Nas conversas que teve com Tarcísio, Zema, Caiado, Ratinho e Kassab, Temer falou da importância de unificar a direita - sem Bolsonaro - para fazer o enfrentamento a Lula.
A proposta foi batizada por ele como "Movimento Brasil", na prática uma releitura do programa Uma Ponte para o Futuro, criado nas hostes do MDB em 2015 baseado em uma série de preceitos neoliberais para destruir projetos sociais e entregar as riquezas no país, como o petróleo, nas mãos dos financistas. Logo após o impeachment, Temer chegou a admitir que o golpe contra Dilma se deu porque a então presidenta se recusou a adotar a cartilha.
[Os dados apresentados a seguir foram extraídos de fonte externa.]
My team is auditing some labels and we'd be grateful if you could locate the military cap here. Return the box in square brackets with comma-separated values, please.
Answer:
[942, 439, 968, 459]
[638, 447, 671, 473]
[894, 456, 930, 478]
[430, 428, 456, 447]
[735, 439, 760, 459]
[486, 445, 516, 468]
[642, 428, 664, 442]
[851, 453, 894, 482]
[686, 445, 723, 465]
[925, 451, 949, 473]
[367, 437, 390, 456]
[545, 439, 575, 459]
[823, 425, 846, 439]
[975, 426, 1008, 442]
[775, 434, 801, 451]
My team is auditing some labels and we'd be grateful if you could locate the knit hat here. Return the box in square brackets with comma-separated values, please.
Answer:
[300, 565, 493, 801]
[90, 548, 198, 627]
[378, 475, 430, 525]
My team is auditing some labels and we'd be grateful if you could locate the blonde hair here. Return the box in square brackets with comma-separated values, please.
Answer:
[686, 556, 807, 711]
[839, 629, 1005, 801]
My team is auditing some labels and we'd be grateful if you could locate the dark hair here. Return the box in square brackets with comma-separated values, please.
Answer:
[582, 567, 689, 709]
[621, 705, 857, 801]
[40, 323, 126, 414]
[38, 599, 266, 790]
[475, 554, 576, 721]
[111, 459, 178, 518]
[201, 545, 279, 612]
No novo levante, Temer propôs aos governadores que, após o descarte de Bolsonaro, eles sigam com suas pré-candidaturas à Presidência e seria estipulado um prazo para definir quem encabeçaria a chapa, baseado em pesquisas. Tarcísio é o favorito da Terceira Via e, em especial, da Faria Lima em razão da privataria selvagem imposta por ele em São Paulo.
Implosão no Congresso
Em outra frente, Temer escalou um amigo e aliado histórico como porta-voz para implodir o PL e a base bolsonarista que se articulam em torno do projeto da Anistia.
Representante lendário da burguesia paulista, o deputado Antônio Carlos Rodrigues (PL-SP) iniciou um motim dentro do PL. Após convencer 8 colegas da sigla a traírem Bolsonaro e votarem a favor do PL 769/2024, que cria 160 cargos no Supremo Tribunal Federal (STF) e foi apelidado de "PL do Moraes" pelo guru Silas Malafaia, Rodrigues se recusou a assinar a proposta de regime de urgência para o PL da Anistia.
"O texto atual do projeto de lei não distingue com clareza entre autores, intelectuais e executores de meros participantes, tratando de forma igual condutas gravemente distintas", leu em seu discurso no plenário, em linha com a proposta negociada por Temer e pelo Senado de impor penas rígidas aos articuladores de golpe e abrandar a punição às pessoas manipuladas por eles, colocando em xeque os planos de Bolsonaro.
Rodrigues ainda rebateu os ataques de Silas Malafaia, que o classificou como "traíra" e "amissíssimo de Moraes".
"Lamento que no momento em que o país clama por seriedade e equilíbrio, ele [Malafaia] opte por adotar um discurso que contribui para o acirramento dos ânimos", leu Rodrigues, novamente alinhado com o discurso de "pacificação" do amigo Temer.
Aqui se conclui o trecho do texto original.